Partition Pruning Introduction
Partition pruning is a performance optimization that limits the number of files and partitions that Drill reads when querying file systems and Hive tables. When you partition data, Drill only reads a subset of the files that reside in a file system or a subset of the partitions in a Hive table when a query matches certain filter criteria.
As of Drill 1.8, partition pruning also applies to the Parquet metadata cache. When data is partitioned in a directory hierarchy, Drill attempts to read the metadata cache file from a sub-partition, based on matching filter criteria instead of reading from the top level partition, to reduce the amount of metadata read during the query planning time. If you created a metadata cache file in a previous version of Drill, you must issue the REFRESH TABLE METADATA command to regenerate the metadata cache file before running queries for metadata cache pruning to occur. See Optimizing Parquet Metadata Reading for more information.

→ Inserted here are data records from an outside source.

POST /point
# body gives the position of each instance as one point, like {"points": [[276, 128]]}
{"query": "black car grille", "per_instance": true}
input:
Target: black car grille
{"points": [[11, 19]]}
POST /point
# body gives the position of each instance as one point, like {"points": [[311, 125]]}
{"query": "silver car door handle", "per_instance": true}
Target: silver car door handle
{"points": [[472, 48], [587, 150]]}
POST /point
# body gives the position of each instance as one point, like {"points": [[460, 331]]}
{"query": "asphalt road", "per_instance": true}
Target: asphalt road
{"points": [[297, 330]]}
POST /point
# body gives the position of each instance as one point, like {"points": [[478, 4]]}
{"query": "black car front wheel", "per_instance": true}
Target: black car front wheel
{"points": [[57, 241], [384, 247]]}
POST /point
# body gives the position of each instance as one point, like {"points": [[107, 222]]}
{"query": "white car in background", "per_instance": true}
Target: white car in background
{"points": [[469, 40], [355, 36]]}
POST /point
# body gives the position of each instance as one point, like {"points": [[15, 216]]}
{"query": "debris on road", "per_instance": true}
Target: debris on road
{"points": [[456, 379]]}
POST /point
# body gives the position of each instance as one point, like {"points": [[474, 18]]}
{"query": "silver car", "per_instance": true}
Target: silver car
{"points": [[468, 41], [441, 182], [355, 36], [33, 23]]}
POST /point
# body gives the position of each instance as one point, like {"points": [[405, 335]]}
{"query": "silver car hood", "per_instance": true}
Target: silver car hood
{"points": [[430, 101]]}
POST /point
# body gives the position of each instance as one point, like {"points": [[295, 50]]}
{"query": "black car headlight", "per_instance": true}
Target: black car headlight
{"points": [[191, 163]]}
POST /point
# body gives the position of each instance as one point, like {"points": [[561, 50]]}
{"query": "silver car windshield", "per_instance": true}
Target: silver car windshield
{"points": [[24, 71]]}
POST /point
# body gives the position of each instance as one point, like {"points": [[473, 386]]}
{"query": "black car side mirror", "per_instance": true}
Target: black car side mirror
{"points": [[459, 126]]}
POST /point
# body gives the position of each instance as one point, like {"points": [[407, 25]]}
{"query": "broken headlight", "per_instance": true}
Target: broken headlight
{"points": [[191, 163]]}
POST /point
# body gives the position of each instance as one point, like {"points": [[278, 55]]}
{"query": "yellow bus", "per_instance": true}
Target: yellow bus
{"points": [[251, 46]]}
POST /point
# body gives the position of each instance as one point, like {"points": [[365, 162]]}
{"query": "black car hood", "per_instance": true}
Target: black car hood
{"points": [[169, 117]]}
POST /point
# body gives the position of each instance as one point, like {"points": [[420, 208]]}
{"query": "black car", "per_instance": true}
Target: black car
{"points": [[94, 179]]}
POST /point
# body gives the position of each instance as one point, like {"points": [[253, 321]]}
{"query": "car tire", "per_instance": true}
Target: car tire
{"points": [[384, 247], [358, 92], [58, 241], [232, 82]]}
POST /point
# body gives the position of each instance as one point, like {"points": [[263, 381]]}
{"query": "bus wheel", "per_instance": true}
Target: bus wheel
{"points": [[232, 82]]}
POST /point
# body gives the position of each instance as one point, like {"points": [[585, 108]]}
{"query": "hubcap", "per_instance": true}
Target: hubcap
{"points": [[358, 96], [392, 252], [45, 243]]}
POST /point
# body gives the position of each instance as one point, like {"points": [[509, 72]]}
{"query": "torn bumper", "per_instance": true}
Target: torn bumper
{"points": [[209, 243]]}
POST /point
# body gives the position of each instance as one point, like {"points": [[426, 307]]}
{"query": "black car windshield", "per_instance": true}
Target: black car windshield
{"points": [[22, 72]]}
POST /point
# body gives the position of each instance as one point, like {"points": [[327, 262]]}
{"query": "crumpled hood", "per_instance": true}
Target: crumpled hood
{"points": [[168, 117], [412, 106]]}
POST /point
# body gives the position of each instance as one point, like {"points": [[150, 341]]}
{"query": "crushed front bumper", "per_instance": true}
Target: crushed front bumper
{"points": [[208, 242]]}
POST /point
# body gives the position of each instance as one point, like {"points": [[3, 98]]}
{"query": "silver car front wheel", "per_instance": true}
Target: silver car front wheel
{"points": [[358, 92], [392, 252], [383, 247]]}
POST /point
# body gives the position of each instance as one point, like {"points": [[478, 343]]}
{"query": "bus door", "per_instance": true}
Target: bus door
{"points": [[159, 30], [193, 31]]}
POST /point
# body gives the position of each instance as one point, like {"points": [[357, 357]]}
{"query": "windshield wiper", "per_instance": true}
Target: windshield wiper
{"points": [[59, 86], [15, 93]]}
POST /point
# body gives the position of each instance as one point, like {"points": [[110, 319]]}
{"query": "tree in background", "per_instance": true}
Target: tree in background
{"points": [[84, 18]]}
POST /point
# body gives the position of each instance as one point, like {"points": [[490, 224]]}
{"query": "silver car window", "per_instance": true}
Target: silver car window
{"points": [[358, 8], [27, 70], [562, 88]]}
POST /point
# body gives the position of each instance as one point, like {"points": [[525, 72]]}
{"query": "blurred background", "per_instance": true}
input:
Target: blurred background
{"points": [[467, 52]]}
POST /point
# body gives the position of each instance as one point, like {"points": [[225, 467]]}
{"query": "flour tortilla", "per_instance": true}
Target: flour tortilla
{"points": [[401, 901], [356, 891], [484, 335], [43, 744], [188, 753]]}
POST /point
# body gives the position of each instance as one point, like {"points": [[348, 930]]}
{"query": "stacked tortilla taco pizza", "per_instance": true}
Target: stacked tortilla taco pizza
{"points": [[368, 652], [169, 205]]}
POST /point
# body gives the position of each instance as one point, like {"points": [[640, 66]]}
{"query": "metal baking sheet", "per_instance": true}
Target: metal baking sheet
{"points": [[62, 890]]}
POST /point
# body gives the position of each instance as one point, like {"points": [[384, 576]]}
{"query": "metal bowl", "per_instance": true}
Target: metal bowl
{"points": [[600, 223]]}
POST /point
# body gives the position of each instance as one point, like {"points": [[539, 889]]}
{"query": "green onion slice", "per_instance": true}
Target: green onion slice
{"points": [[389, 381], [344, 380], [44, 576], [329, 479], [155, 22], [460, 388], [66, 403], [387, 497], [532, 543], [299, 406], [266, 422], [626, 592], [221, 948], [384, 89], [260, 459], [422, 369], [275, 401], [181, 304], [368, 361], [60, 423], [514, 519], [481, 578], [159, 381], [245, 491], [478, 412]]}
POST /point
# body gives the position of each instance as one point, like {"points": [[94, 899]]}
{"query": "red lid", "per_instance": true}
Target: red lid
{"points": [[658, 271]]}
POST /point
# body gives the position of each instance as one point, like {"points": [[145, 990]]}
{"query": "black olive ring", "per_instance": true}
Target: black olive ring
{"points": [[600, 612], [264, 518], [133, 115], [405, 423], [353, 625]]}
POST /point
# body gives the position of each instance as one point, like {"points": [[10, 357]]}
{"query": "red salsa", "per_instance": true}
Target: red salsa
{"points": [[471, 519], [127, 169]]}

The query planner in Drill performs partition pruning by evaluating the filters. If no partition filters are present, the underlying Scan operator reads all files in all directories and then sends the data to operators, such as Filter, downstream. When partition filters are present, the query planner pushes the filters down to the Scan if possible. The Scan reads only the directories that match the partition filters, thus reducing disk I/O.
Using Partitioned Drill Data
Before using Parquet data created by Drill 1.2 or earlier in later releases, you need to migrate the data. Migrate Parquet data as described in "Migrating Parquet Data".
Migrate only Parquet files that Drill generated.
In early versions of Drill, partition pruning involved time-consuming manual setup tasks. Using the PARTITION BY clause in the CTAS command simplifies the process.